The proposal of the Election Commission to fix cash donations to parties should be welcomed, but at the same time it should be expected to keep track of all donations received by parties and ensure that the ruling party There should not be a situation of inequality between the party and the opposition parties. The Election Commission should not send selective proposals or behave selectively. He is worried about the cash donations of 20 thousand rupees to the parties, but through electoral bonds hundreds of crores of rupees are being transacted in such a secret manner that no one is aware of who, whom, His eyes are closed about how much he has donated. The Election Commission is concerned that the limit of cash donations to parties should not exceed Rs 20 crore, but if there will be no scrutiny of donations received from abroad, it is not worried about it. This dual attitude is not good for democracy. The Election Commission should take a holistic view of political donations.
The Election Commission has sent a proposal to the government to reduce the limit of cash donations to parties from Rs 20,000 to Rs 2,000. That is, the anonymous donation should not exceed two thousand per person. Along with this, it has also been said in the proposal that the limit of such maximum donation should also be fixed. According to the commission’s proposal, that limit should be equal to 20 per cent of the total donation or Rs 20 crore in cash, whichever is less. This means that in practical terms, the Commission has proposed to raise the limit for cash donations to Rs 20 crore. The question is why should there be so much? Why not make a law to take all donations by check or digitally and why not bring the donations of political parties under the purview of income tax? Why not every penny received by the parties be accounted for and taxed? After all, parties are not serving any country and society? She contests elections with tax-free money received from the public in the form of donations and after winning, she gets a hefty salary and allowance from the public’s tax money. Then why should their donations remain tax free?
It has always been a rule in India that whoever is in the government gets more donations. Isn’t this in itself evidence of ‘Kwid Pro Co’ ie collusion? Doesn’t this prove that the government party receives more donations, whether individual or institutional or corporate, because it can help the donors in some way? This is a simple calculation like two plus two. Despite this, the Election Commission never paid any attention to it. Even earlier it used to happen that those in the government used to get more donations, but then the opposition parties also got some donations. But now it is not so. Now almost the entire donation goes to the ruling party i.e. BJP. There is no need to provide every year’s data to prove this point. Only a year or two’s data will tell. When the corona virus was at its peak, that is, in the financial year 2020-21, the BJP received donations of Rs 477 crore, which was 80 percent of the total donations. At that time, apart from the big donations, that is, cash donations given by all the parties together, the big donation would have been 593 crores, of which 80 percent was received by the BJP alone. The BJP alone got four times the donations received by all the other big parties of the country. Shouldn’t the Election Commission think about this?

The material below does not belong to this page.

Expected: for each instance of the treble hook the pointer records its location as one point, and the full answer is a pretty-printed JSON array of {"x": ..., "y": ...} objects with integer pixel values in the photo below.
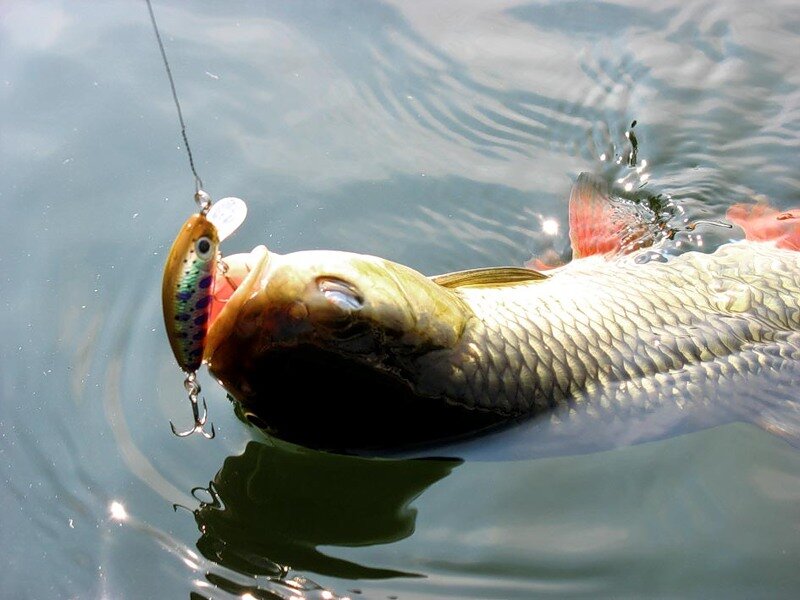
[{"x": 191, "y": 385}]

Next come the case of electoral bonds. After coming to power at the center, the Narendra Modi government started a system of electoral bonds. Electoral bonds are issued four times a year and anyone can buy them and give them as donations to political parties. According to this law, no one will know who bought the electoral bond. It has been kept completely confidential. This has completely eliminated the transparency of political donations. It is a false propaganda that companies buying bonds will record it in their books of accounts. That ledger does not come before the public. Therefore, no one knows which corporate house or company or individual has donated to whom through electoral bonds. On this basis, the Election Commission had opposed it and the Reserve Bank of India had also opposed it. A petition has been pending in the Supreme Court against this for years, which is now to be heard. It is also feared in that petition that this will encourage black money. It is worth noting a fact that in the first year after the introduction of electoral bonds, 95 per cent of the donations through it went to the BJP. Electoral bonds ensure that no corporate donates to opposition parties as the government knows whether or not anyone else knows who bought the bond.

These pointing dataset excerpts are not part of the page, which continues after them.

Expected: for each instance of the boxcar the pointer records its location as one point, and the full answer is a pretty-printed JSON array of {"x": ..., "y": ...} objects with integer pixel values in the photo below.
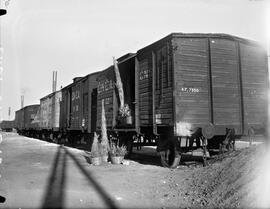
[
  {"x": 7, "y": 125},
  {"x": 108, "y": 92},
  {"x": 209, "y": 81},
  {"x": 77, "y": 108},
  {"x": 49, "y": 115},
  {"x": 24, "y": 120}
]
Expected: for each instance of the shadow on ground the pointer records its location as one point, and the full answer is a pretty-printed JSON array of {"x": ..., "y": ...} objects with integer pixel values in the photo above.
[{"x": 55, "y": 192}]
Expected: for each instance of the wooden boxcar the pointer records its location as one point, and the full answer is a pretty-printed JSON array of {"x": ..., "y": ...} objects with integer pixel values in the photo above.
[
  {"x": 208, "y": 81},
  {"x": 77, "y": 108},
  {"x": 24, "y": 119},
  {"x": 7, "y": 125},
  {"x": 49, "y": 115},
  {"x": 108, "y": 92}
]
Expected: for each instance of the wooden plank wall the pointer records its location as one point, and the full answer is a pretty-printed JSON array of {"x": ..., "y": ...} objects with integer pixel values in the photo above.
[
  {"x": 164, "y": 91},
  {"x": 92, "y": 84},
  {"x": 46, "y": 113},
  {"x": 56, "y": 99},
  {"x": 191, "y": 81},
  {"x": 145, "y": 90},
  {"x": 106, "y": 92},
  {"x": 255, "y": 84},
  {"x": 64, "y": 110},
  {"x": 225, "y": 85},
  {"x": 76, "y": 106}
]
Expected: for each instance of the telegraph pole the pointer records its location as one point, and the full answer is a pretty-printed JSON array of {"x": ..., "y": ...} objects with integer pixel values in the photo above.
[{"x": 2, "y": 12}]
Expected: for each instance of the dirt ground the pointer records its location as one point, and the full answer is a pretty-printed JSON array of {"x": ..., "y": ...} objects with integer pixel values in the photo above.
[{"x": 47, "y": 175}]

After this, the third case is of foreign donations. The Delhi High Court had held both the Congress and the BJP guilty of violating the FCRA in the matter of foreign donations. But the Narendra Modi government at the Center changed the law of foreign donations received by parties in 2018, due to which foreign donations received by parties since 1976 were excluded from the investigation. Congress also supported the BJP in this. Think foreign donations from all the NGOs in the country are being scrutinized and FCRA licenses are being revoked but parties have been taken out of its purview!

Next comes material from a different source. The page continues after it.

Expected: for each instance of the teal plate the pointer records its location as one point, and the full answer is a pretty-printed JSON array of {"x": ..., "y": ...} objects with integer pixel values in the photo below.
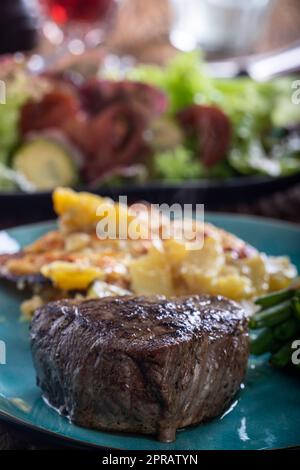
[{"x": 265, "y": 415}]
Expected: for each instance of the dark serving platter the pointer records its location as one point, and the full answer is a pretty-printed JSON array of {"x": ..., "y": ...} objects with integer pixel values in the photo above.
[{"x": 215, "y": 194}]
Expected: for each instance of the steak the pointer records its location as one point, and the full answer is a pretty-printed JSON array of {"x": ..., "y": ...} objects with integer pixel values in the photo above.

Therefore, the Election Commission should take a holistic view of the donations received by political parties. If it cannot think holistically, it should focus more on checking large donations from electoral bonds rather than cash donations of Rs 20,000. Efforts should be made to ensure transparency and equity in it. He should intervene and investigate the matter of foreign donations. The initiative taken by the Commission in the matter of cash donations will target only small and opposition parties. They should also be investigated but more important than them is the investigation of big and ruling parties.